Unravelling novel and closely linked association signals for fat-related traits in pigs using prioritised variants from whole-genome sequence data

For most production traits, the largest proportions of genetic variance remain unmapped. Dense whole-genome sequence (WGS) data enable the possibility of discovering novel associations as well as unravelling closely linked association signals with a resolution that marker arrays cannot reach. However, the identification of variants from WGS data that are causal of the variation of complex traits is hindered by the high dimensionality and linkage disequilibrium. Thus, at best, we can narrow the circle around the causal variants to prioritise a set of variants for their posterior validation. In this study, we assessed the utility of WGS data for uncovering associations of weaker effects using, as a model, fat content and composition traits in a Duroc pig population where we previously described major effects of the LEPR and SCD genes. We genotyped 971 pigs for a set of 182 variants from 154 candidate genes that were prioritised from amongst the WGS variants discovered in 205 sequenced individuals. These variants were prioritised conditional to LEPR and SCD. The association of the prioritised variants with the target traits was then tested in the confirmation set of 971 pigs. A total of 17 potentially independent quantitative trait loci (8.4% of the total number of studied genes) were significantly associated (q-value < 0.05) with at least one of the studied traits. We identified novel associations attributable to genes such as ABCC2, MOGAT2, or PLPP1 for backfat thickness, myristic acid content, and monounsaturated fatty acid content, respectively.

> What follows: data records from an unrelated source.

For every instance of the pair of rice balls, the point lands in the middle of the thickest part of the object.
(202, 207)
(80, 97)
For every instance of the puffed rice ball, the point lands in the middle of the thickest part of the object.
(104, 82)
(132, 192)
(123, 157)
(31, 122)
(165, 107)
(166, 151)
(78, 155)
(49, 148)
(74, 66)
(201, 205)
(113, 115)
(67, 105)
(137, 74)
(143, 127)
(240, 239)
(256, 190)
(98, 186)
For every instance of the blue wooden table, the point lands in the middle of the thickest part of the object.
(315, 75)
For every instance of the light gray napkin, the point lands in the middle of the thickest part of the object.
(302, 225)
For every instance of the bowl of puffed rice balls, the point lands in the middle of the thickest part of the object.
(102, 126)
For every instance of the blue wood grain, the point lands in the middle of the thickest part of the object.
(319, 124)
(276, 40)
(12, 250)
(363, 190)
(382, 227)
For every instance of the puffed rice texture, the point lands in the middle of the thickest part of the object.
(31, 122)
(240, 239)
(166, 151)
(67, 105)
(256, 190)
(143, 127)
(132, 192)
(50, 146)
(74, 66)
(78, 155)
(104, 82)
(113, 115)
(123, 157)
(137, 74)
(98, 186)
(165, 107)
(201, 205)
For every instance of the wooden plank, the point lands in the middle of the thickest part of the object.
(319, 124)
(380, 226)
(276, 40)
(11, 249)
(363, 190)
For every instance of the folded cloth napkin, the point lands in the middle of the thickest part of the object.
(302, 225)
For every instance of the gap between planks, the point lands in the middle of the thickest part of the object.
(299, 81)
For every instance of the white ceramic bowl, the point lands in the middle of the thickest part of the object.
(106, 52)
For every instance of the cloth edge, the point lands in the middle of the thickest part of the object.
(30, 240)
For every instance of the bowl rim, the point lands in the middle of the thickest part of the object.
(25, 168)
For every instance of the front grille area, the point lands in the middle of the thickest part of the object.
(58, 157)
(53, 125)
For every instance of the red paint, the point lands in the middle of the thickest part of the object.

Our results also revealed a finer granularity of weaker genetic effects in loci such as those around the DGAT2 and FADS2 genes, which may mask the effects of closely located genes like MOGAT2 and DAGLA, respectively. To refine the prioritisation of variants for validation studies, especially when targeting those of weaker effects, we recommend larger and more diverse discovery sets, more precise and complete functional gene annotation, and the integration of other omics data.